Conditional capital surplus and shortfall across renewable and non-renewable resource firms
Denny Irawan and
Tatsuyoshi Okimoto
Energy Economics, 2022, vol. 112, issue C
Abstract:
This study examines the conditional capital surplus and shortfall dynamics of renewable and non-renewable resource firms. To this end, this study uses the systemic risk index by Brownlees and Engle (2017) and considers two conditional systemic events, namely, a stock market crash and a commodity price crash. The results indicate that generally, companies in the resource sector tend to have conditional capital shortfall before 2000 and conditional capital surplus after 2000 owing to the boom of the commodity sector stocks and moderate capital structure management adopted by these companies.
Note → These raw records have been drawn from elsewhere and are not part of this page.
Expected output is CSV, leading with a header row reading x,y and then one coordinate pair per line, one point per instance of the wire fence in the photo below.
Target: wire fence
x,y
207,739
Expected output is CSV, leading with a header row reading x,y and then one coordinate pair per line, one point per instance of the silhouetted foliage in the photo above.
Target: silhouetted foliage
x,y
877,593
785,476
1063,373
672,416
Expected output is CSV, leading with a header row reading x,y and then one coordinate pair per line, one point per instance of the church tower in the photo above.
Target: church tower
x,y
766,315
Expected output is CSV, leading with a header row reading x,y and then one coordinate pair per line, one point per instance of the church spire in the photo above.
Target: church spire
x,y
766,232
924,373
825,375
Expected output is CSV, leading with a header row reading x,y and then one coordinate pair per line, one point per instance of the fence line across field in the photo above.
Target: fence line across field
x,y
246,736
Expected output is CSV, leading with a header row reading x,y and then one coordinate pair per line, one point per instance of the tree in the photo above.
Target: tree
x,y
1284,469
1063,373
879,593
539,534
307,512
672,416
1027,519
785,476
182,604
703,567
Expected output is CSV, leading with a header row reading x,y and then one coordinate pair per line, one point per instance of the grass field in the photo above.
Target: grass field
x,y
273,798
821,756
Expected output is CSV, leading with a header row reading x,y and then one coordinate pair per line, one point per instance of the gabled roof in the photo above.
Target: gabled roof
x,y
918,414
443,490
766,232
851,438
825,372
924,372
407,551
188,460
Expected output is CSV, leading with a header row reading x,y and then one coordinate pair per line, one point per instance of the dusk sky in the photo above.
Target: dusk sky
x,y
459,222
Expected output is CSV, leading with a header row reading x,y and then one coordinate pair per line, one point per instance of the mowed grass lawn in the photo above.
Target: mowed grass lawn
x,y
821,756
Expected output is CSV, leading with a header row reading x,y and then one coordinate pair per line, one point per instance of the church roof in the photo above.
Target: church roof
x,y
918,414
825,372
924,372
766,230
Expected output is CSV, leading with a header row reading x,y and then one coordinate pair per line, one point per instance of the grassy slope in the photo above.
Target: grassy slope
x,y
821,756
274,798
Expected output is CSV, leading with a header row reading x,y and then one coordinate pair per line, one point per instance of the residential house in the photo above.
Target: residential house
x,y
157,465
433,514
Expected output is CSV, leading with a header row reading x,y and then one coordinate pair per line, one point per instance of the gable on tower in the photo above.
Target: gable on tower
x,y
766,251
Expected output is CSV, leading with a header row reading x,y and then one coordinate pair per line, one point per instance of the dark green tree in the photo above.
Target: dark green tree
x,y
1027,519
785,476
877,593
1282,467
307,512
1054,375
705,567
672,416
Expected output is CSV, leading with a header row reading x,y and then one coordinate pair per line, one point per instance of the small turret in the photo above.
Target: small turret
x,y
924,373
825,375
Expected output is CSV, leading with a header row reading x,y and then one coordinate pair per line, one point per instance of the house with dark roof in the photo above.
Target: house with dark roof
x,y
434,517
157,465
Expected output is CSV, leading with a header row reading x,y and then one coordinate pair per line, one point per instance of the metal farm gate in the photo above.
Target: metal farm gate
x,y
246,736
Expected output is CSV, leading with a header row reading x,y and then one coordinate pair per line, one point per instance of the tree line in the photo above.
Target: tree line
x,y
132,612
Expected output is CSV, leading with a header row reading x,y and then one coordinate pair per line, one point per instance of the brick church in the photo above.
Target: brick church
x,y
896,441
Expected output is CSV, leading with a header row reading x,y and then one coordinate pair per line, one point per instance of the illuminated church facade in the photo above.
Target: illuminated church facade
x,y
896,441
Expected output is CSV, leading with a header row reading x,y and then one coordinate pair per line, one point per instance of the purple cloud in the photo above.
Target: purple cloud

This finding is especially valid for resource firms in developed countries, whose observations dominate the dataset used in this study. Furthermore, the analysis using the panel vector autoregressive model indicates a positive influence of commodity price and geopolitical uncertainties on the conditional capital shortfall. These uncertainties have also been proven to increase the conditional failure probability of resource firms in the sample. Lastly, the performance analysis shows that potential capital shortfall is positively related to market returns, reflecting a high-risk high-return trade-off for the resource sector.
Keywords: Systematic risk index; Commodity prices; Macroeconomic uncertainties; Panel vector autoregression (search for similar items in EconPapers)
JEL-codes: E32 G32 (search for similar items in EconPapers)
Date: 2022
References: View references in EconPapers View complete reference list from CitEc
Citations: View citations in EconPapers (5)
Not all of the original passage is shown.